I'll make three final points. This is not the government flying a kite. Be very clear: this is what the minister wants. The member for Berowra, the chair of the committee, is a senior backbencher. He's an intelligent man. He doesn't just freelance—he's not the member for Dawson, like on the committee report that I just spoke on. He's on his way to the ministry; frankly, he should be there, when you see some of the muppets who are there. He knows what he's doing. I shouldn't give you the kiss of death with that! The minister built into the terms of reference a requirement for the committee to report on these matters by March—because this is what they want to do in the budget. QED; join the dots.

Next myth: this is not about regional agriculture and farm workers, as the government members may pretend. There's a crisis there. Of course there is. We've supported action on that. We've done a report on that. This is not about that. You can still employ working holiday-makers, and there's the Pacific seasonal worker program and other seasonal workers programs. As I said, I'm not anti migration—far from it. I used to run skilled and business migration programs in the Victorian government. I'm actually a supporter of skilled migration. But it is hypocrisy for the government to say we were anti migration when we were in government! The government has presided over a massive cut to permanent migration while temporary migration blows out. What a nonsense! Then they come and say, 'Maybe we should have more pathways to permanency for migrants?' Of course you should. It's like they haven't been in government for the last eight years.

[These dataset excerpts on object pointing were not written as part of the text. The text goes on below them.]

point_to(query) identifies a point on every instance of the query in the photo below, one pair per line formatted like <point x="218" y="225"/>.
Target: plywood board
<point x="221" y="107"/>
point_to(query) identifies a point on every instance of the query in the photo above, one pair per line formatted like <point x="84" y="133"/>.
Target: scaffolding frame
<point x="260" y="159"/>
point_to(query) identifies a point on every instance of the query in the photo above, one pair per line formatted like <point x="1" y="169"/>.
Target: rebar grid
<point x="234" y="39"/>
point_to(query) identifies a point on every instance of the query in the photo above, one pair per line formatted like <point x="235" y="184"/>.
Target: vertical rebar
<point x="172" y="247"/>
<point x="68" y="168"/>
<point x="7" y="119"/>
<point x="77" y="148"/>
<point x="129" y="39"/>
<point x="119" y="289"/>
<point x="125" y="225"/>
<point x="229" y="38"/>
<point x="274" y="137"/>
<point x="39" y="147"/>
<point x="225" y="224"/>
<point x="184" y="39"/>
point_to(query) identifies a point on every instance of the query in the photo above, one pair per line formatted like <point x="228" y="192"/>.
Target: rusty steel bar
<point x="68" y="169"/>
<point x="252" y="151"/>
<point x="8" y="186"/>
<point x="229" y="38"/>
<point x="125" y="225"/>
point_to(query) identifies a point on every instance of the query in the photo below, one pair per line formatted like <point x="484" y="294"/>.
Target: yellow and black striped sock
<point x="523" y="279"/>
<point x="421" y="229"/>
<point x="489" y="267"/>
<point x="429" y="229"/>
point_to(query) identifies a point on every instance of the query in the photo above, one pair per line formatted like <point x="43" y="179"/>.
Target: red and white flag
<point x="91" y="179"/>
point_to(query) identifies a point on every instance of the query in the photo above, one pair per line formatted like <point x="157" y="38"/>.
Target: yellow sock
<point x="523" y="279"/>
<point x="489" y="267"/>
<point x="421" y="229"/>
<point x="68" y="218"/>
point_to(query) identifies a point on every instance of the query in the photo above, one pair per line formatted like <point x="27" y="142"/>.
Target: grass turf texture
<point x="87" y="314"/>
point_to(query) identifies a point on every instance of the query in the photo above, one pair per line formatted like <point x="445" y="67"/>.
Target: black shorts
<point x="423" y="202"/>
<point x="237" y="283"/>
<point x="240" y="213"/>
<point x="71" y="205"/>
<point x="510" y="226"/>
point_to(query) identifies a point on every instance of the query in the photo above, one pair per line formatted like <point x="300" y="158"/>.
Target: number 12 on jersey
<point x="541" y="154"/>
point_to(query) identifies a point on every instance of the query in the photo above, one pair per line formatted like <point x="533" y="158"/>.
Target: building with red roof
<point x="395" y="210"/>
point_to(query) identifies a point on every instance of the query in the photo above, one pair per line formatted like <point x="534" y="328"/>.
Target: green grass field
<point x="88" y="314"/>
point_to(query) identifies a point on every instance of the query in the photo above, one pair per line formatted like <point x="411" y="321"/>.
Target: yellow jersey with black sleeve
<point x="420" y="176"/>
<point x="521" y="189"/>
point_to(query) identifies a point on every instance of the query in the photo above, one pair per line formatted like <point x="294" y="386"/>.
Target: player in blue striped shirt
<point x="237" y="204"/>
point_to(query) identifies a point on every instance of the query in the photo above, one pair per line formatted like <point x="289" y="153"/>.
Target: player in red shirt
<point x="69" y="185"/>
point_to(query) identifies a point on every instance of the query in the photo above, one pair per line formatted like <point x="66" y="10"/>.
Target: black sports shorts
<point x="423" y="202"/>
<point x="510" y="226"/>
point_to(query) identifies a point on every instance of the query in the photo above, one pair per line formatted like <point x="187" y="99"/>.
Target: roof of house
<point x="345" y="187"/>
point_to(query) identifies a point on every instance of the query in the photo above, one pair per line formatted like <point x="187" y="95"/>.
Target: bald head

The final point I'd make is that this comes in the context of a much broader mess that this government has made of migration in Peter Dutton's black hole of a department—partner visas blowing out; 100,000 Australians desperate to be reunited with their family, their loved ones; parents who've never met their children, like in my electorate where, 12 months on, they've never met their child; students; businesses; delays, blowouts; fees rising. And there's the mess they've made of the training system. If nothing else, this is an admission of abject failure by this government. Apprenticeships have been slashed in their eight years of government, and $3 billion has been cut from the TAFE and training system. And so their answer is panic, panic, panic, waive the skills fund, scrap labour market testing and reserve special seats on planes and places in quarantine for foreign workers and skilled migrants to come in now, while the Prime Minister fails to take responsibility and do his job on quarantine, as he should under the Australian Constitution.

Let's be very clear, for the government: just like your industrial relations legislation and the wage cut bills, you're not going to sue for peace on this. You can't get out of this. We know this came from the minister. It doesn't matter if you crab-walk away; this is your agenda and this is what you want to see happen in this country as we try to recover from a recession.

12:01 pm

Photo of John AlexanderJohn Alexander (Bennelong, Liberal Party) Share this | | Hansard source

by leave—I move:

That the House take note of the report.

Photo of Kevin AndrewsKevin Andrews (Menzies, Liberal Party) Share this | | Hansard source

In accordance with standing order 39, the debate is adjourned. The resumption of the debate will be made an order of the day for the next sitting.